Wir organisieren im Rahmen des PATFox-Projekts Fortbildungen und Vernetzungstreffen für Anwält*innen, um genau das zu ändern. Und haben mit Expert*innen gesprochen, die bereits viele Erfahrungen mit SLAPPs gesammelt haben. Deren Erfahrungen und Perspektiven stellen wir in dieser Interview-Reihe vor (siehe hier unser letztes Interview mit Tomas Langer aus Slowenien). 

Vanja Jurić ist eine kroatische Rechtsanwältin, die seit 2011 als unabhängige Anwältin tätig ist. Sie schloss 2007 ihr Studium an der Juristischen Fakultät in Zagreb ab. Danach setzte sie ihre Ausbildung an der Fakultät für Politikwissenschaften im Rahmen des Programms Advanced Master of European Studies fort. Im Jahr 2017 absolvierte sie den Kurs CopyrightX der Harvard Law School. Neben ihrer Tätigkeit als Anwältin ist Vanja Mitglied der Expertengruppe der Europäischen Kommission für SLAPP-Klagen und eine der Gründerinnen und Anwältinnen des Zentrums für den Schutz der Meinungsfreiheit des kroatischen Journalistenverbandes. In ihrer Arbeit befasst sie sich neben anderen Rechtsgebieten insbesondere mit Fragen des Medienrechts, der Meinungsfreiheit und des geistigen Eigentums.

Können Sie die SLAPP-Fälle, mit denen Sie in den letzten Jahren zu tun hatten, charakterisieren - gibt es einen 'klassischen' SLAPP-Fall, oder ist es schwierig, dies zu verallgemeinern? Wodurch zeichnen sich diese Fälle aus?

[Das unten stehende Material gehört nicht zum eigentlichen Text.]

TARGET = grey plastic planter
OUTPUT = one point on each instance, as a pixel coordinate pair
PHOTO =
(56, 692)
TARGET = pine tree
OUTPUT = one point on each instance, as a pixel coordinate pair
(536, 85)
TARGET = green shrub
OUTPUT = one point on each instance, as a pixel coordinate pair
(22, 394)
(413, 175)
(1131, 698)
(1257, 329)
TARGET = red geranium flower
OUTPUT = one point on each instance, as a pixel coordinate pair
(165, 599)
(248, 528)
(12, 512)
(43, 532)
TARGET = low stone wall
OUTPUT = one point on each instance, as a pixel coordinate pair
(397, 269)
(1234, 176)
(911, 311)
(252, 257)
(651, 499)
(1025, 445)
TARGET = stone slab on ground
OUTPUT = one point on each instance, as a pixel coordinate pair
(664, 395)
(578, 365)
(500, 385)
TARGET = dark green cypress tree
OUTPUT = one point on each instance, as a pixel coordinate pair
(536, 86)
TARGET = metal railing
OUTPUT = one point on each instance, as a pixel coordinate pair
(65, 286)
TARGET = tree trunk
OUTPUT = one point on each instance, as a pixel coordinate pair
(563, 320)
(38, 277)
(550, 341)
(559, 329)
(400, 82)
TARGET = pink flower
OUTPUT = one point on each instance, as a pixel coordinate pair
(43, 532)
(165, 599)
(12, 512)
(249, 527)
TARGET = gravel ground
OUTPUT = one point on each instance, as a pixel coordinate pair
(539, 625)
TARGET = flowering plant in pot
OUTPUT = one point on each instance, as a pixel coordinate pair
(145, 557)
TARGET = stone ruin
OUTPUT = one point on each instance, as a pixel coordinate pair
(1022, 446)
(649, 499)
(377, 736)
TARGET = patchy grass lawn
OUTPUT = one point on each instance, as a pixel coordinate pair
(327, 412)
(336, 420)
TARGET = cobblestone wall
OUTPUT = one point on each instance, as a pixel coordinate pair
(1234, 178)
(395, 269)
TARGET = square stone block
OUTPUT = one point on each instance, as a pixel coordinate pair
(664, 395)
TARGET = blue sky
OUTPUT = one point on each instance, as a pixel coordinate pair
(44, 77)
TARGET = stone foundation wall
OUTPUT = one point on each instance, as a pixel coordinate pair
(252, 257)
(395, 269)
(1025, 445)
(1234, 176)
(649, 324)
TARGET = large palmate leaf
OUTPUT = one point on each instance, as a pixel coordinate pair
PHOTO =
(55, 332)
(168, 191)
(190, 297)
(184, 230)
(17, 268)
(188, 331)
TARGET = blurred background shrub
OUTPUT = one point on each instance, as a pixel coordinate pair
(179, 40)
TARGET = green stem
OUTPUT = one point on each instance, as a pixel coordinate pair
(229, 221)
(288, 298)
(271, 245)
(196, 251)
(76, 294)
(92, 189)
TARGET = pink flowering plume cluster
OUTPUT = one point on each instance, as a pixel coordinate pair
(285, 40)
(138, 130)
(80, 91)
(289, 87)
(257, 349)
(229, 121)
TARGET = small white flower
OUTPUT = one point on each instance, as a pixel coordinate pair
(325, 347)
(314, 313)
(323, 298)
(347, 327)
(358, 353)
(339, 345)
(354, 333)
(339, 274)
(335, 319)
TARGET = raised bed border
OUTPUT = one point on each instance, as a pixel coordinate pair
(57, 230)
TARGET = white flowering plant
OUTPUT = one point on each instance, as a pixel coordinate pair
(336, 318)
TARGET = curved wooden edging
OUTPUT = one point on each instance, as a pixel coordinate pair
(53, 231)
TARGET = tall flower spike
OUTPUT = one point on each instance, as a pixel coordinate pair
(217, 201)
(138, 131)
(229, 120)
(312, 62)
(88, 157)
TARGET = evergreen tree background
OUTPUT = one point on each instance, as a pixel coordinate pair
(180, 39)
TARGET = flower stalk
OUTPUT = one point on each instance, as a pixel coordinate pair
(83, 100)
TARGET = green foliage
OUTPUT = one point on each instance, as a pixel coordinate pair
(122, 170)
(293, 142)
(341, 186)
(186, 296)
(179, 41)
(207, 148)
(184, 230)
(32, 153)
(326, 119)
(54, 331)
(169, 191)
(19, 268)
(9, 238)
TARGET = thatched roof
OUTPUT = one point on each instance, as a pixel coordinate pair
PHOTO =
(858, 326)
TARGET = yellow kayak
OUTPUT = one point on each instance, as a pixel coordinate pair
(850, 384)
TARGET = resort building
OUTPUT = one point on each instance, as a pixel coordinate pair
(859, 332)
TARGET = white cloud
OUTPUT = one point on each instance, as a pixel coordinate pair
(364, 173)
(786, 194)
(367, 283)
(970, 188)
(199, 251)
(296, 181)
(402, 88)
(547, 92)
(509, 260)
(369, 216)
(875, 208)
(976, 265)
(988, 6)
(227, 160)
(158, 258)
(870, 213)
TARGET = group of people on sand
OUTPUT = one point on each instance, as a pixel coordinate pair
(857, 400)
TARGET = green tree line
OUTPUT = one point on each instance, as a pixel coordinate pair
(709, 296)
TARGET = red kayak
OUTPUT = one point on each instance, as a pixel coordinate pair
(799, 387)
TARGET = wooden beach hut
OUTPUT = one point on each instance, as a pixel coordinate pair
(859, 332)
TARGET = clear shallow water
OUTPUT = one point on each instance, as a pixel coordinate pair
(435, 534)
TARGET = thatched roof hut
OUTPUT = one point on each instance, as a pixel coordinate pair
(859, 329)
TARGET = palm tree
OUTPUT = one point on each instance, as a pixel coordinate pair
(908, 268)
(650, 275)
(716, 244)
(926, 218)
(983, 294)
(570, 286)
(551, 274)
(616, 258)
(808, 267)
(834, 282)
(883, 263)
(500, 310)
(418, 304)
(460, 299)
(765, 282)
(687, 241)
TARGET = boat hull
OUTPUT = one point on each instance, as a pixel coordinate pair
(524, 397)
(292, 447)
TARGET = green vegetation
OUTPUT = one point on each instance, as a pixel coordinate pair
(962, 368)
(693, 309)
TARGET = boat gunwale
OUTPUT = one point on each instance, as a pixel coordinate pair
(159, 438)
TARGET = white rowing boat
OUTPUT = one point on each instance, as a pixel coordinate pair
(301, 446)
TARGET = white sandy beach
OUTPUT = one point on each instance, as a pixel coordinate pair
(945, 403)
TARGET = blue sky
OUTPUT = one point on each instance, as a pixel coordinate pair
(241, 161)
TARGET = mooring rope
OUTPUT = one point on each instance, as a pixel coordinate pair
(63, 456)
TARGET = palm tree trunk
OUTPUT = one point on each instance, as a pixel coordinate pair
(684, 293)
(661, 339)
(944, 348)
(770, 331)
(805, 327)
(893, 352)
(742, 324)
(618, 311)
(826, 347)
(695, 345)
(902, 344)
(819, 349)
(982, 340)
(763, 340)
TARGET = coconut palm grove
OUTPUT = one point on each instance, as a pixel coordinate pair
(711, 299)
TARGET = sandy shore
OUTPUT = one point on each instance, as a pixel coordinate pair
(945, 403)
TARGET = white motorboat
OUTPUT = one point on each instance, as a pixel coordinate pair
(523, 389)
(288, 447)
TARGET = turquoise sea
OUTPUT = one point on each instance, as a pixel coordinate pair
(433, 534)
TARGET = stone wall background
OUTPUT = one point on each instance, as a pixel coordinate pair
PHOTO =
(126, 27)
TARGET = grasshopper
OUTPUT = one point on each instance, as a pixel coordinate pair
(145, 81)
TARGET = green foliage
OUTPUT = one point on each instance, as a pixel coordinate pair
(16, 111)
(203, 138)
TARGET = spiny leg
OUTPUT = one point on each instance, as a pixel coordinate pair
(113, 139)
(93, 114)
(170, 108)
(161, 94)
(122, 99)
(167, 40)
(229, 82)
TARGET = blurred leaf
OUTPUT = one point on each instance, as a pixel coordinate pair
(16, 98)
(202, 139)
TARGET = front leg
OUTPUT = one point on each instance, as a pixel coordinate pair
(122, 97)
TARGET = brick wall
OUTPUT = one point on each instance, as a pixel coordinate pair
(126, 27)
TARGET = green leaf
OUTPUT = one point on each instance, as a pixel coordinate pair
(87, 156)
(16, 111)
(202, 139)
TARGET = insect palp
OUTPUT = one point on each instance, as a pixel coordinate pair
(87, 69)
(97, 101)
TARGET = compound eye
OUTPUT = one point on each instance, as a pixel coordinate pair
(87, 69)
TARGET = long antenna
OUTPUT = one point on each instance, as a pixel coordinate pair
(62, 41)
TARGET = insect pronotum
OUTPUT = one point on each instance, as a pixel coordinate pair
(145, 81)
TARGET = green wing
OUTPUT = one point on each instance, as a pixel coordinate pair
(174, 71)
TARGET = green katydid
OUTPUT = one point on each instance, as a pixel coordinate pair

Kroatien gilt als eines der EU-Mitgliedsländer mit einer besonders hohen Anzahl von SLAPP-Fällen, so dass ich in den letzten Jahren eine ganze Reihe von ihnen bearbeitet habe. Es gab viele klassische, lehrbuchmäßige Beispiele. Seit Beginn meiner Karriere vertrete ich Medienverlage und Journalisten, so dass ich mit den Grundsätzen und Standards der Meinungsfreiheit und der Bedeutung des öffentlichen Interesses und der öffentlichen Beteiligung gut vertraut bin. Deshalb war ich in der Lage, diese spezielle Art von Fällen frühzeitig zu erkennen. Dazu braucht man natürlich Wissen und Erfahrung. 

SLAPP-Fälle zeichnen sich dadurch aus, dass in der Regel ein offensichtliches Machtungleichgewicht zwischen Kläger und Beklagtem besteht, und - was noch wichtiger ist - dass solche Forderungen eindeutig unbegründet sind, d.h. sie sind unbegründet oder offensichtlich übertrieben. In Kroatien ging dies in der Regel mit relativ hohen Schadensersatzforderungen und mit mehr als einer Klage desselben Klägers einher.  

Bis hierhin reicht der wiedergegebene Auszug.